Morgan Stanley setzt seine Krypto-Strategie fort

Die Wall Street Finanzgruppe hat einen Antrag auf die Gründung einer nationalen Treuhandbank eingereicht, die es ihr ermöglicht, Dienstleistungen zur Verwahrung digitaler Vermögenswerte anzubieten, so Bloomberg in einem Bericht vom Freitag.

Laut dem Bericht plant Morgan Stanley, diese Lizenz nicht nur für die Verwahrung, sondern auch für Staking und Handel für Investoren zu nutzen. Der Antrag von Morgan Stanley Digital Trust zur Gründung einer neuen nationalen Bank wurde am 18.2. eingereicht, laut Informationen auf der Website der OCC, obwohl die öffentliche Liste keine weiteren Details bereitstellt.

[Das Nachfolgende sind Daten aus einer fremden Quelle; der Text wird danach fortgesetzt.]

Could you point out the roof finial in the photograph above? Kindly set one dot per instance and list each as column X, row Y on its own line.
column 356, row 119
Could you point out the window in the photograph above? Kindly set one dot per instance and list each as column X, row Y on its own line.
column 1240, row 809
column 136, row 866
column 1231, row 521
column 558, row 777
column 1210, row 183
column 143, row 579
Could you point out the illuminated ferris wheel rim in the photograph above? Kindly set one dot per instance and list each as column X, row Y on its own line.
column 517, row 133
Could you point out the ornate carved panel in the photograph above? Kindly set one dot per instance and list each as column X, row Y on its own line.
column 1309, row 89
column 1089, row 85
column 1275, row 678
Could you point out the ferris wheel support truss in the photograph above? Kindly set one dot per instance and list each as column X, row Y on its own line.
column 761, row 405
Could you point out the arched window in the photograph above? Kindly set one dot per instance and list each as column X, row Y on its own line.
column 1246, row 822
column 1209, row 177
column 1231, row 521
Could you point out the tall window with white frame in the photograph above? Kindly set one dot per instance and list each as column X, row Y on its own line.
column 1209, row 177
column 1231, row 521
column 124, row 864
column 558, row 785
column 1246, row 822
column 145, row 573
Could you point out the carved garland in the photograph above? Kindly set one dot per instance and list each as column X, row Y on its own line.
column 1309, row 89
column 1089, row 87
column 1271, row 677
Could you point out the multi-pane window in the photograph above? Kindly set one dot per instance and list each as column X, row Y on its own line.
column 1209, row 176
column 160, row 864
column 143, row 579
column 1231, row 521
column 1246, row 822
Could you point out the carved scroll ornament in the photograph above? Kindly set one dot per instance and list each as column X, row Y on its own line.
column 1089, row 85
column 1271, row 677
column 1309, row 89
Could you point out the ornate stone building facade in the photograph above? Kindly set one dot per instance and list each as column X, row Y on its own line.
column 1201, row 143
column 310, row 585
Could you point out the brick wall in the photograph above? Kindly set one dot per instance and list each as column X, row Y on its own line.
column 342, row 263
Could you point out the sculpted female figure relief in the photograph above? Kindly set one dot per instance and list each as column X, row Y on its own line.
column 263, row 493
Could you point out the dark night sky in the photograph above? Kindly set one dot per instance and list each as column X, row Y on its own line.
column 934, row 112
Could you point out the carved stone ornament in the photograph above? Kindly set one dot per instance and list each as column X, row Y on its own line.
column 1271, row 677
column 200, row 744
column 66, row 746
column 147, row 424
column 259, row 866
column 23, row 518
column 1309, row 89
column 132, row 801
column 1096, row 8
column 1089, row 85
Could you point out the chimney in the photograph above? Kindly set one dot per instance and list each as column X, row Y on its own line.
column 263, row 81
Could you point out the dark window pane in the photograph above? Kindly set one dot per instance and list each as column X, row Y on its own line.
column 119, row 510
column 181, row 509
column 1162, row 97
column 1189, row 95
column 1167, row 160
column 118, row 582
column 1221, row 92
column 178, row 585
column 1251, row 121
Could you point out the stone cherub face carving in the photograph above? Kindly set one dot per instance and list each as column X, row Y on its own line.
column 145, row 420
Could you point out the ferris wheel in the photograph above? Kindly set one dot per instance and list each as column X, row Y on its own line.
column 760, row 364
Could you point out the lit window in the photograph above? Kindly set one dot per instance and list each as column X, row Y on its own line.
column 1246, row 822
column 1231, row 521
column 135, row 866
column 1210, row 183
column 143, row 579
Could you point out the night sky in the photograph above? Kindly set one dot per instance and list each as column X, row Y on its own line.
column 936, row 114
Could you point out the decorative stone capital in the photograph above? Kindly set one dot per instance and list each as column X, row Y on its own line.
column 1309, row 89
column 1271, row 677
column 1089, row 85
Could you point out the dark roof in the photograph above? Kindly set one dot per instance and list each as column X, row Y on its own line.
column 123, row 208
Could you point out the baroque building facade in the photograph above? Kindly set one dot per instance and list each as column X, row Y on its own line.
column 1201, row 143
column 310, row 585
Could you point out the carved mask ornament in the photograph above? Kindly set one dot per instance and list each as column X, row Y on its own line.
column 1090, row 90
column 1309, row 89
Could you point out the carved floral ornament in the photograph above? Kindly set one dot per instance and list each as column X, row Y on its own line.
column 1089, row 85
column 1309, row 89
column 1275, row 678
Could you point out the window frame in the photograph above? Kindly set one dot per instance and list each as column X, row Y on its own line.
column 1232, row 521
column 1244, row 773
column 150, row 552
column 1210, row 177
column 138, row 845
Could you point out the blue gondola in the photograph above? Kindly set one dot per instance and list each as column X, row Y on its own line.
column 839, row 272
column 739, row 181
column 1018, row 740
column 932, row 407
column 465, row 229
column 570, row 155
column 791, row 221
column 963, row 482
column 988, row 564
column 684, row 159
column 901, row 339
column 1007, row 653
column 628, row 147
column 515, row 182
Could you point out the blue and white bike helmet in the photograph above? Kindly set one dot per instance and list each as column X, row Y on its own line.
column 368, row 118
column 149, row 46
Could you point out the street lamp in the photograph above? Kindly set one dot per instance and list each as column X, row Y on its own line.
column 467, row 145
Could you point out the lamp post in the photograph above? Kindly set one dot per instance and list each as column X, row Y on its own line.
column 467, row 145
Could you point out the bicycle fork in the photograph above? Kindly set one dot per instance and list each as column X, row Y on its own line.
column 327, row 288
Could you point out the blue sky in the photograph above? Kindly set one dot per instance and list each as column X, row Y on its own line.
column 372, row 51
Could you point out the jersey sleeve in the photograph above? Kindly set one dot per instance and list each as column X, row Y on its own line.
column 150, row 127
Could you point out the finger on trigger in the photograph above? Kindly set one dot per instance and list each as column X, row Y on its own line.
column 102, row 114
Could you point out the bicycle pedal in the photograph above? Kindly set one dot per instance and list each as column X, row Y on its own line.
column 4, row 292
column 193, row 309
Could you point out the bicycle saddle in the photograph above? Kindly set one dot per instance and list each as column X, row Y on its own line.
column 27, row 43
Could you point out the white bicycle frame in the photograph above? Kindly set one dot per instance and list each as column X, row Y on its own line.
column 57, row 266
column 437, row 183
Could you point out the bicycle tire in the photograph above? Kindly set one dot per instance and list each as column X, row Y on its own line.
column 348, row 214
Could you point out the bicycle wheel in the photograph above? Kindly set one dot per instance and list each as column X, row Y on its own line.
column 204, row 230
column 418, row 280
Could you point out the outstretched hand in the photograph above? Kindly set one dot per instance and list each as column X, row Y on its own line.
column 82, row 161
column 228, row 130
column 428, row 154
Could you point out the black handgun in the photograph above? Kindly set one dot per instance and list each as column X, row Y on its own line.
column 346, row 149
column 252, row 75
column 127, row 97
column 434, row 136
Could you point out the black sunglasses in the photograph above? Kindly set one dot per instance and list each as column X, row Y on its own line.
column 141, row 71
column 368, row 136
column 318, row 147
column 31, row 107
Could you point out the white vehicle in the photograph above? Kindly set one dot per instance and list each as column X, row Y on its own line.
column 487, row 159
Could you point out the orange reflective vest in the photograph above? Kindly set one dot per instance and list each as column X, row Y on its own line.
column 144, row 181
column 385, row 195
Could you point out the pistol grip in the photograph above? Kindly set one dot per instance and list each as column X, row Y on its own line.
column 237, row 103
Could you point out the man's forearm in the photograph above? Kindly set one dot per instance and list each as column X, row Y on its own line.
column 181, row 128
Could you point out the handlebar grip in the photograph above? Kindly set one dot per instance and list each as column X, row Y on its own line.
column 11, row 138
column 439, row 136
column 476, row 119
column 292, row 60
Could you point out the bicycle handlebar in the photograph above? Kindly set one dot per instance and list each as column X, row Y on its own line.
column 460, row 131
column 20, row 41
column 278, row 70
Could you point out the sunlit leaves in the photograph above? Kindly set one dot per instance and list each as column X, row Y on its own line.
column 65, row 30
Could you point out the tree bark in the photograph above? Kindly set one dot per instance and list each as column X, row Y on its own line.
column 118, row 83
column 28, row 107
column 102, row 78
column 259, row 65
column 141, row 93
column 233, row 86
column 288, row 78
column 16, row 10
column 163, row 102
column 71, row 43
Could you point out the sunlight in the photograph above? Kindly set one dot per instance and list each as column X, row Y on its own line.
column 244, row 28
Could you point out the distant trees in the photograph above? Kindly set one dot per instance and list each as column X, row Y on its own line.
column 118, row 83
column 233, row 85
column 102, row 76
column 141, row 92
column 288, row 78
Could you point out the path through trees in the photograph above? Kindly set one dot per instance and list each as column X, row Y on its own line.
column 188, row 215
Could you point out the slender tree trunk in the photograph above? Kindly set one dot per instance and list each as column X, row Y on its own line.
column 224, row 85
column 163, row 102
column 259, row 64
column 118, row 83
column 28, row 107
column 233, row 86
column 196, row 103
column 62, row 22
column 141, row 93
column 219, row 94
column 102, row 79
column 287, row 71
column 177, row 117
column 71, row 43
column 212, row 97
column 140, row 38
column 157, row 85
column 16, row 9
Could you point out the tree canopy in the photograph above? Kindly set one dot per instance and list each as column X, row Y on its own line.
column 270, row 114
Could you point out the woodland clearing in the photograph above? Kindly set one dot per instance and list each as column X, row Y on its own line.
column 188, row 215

Dieser Schritt zeigt einen signifikanten Wandel in der Haltung von Morgan Stanley gegenüber Krypto. In den letzten Monaten hat die Bank ihren Ansatz von einer vorsichtigen Haltung zu einer aktiveren Strategie mit digitalen Vermögenswerten geändert, was den allgemeinen Trend vieler traditioneller Finanzinstitute widerspiegelt.

Im vergangenen Monat ernannte die Bank die erfahrene Führungskraft Amy Oldenburg zur Leiterin der Strategie für digitale Vermögenswerte in einer neu geschaffenen Position. Zuvor hatte Morgan Stanley auch einen Antrag auf die Listung eines Bitcoin-Spot-ETFs und eines Solana-Spot-ETFs eingereicht und angekündigt, dass sie plant, in diesem Jahr eine exklusive digitale Wallet einzuführen.

Der Antrag von Morgan Stanley bei der OCC kommt zu einem Zeitpunkt, an dem viele rein auf Krypto fokussierte Unternehmen bedingte Genehmigungen erhalten haben, zuletzt Crypto.com und die Tochtergesellschaft Bridge von Stripe. Zuvor hatte die OCC auch bedingte Genehmigungen für Ripple, Circle, BitGo, Fidelity Digital Assets und Paxos im Dezember erteilt.